The good news is that Tom Watson – the MP who first raised the issue of  leading political figures being involved  in historic paedophile rings – has written to Alison Saunders, the Director of Public Prosecutions, demanding a review of the police’s handling of the case and he is very critical of the way the police have handled it. I hope she takes notice.

The Met Police have of course said little about this. However the nearest explanation for their non action is on The Needleblog  .

My concern about this is three-fold. First of all it appears that there has been a serious failure by the Met police to take seriously a claim from a credible witness at a time when people are being encouraged to report historic rape and sexual abuse cases. This provides little confidence for others to come forward.

Second it appears that the allegations are far stronger than many of allegations being put to celebrities facing trial at the moment.

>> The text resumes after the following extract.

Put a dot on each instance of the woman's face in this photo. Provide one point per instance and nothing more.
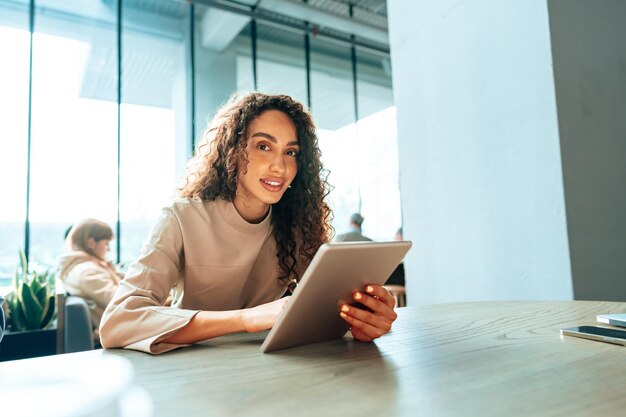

Third it is not clear that Crown Prosecution Service was presented with a full file by the Met Police who never even put such strong allegations to the perpetrator.

All this is worrying. The most worrying aspect of it all is that the police appear to be losing their appetite to pursue this high profile figure – suggesting there is one rule for celebrities and another for anybody with real power like a politician. The failure to pursue this is not an isolated incident in  Operation Fernbridge. On the contrary other allegations when they refer to the notorious Elm Guest House appear to be dropped or ignored as well.

 

Richmond child sex abuse trial postponed

The trial of John Stingemore and Father Tony McSweeney – due to start on May 6 at Southwark Crown Court – has been postponed.

Southwark crown court today  said that there will be no hearing on the 6 May and that it is due to make a fresh announcement on future court dates on 13 June.

Exaro understands that 71 year-old Stingemore, the former officer in charge of the Grafton Close children’s home in the London Borough of Richmond-upon-Thames, is suffering from ill-health and was recently admitted to hospital.

Privately, sources close to the case have expressed fears that Mr Stingemore may not be fit enough to stand trial unless his health improves significantly.

Mr Stingemore’s solicitor was unavailable for comment this afternoon.

John Stingemore, of Stonehouse Drive, St Leonards-on-Sea, East Sussex, faces five charges of indecent assault, once count of taking an indecent image of a child, and one count of indecency with a child. He has pleaded not guilty to all charges.

Father Tony McSweeney, a 66 year-old priest, faces two charges of indecent assault, three counts of making an indecent image of a child, one of taking an indecent image of a child, and a further count of possessing indecent images of children. Father McSweeney, of Old Brighton Road North, Pease Pottage, West Sussex, has also pleaded not guilty to all charges.

The charges had been brought following the Met police’s Operation Fernbridge. There is a back catalogue of stories explaining the Fernbridge operation on the Exaro website.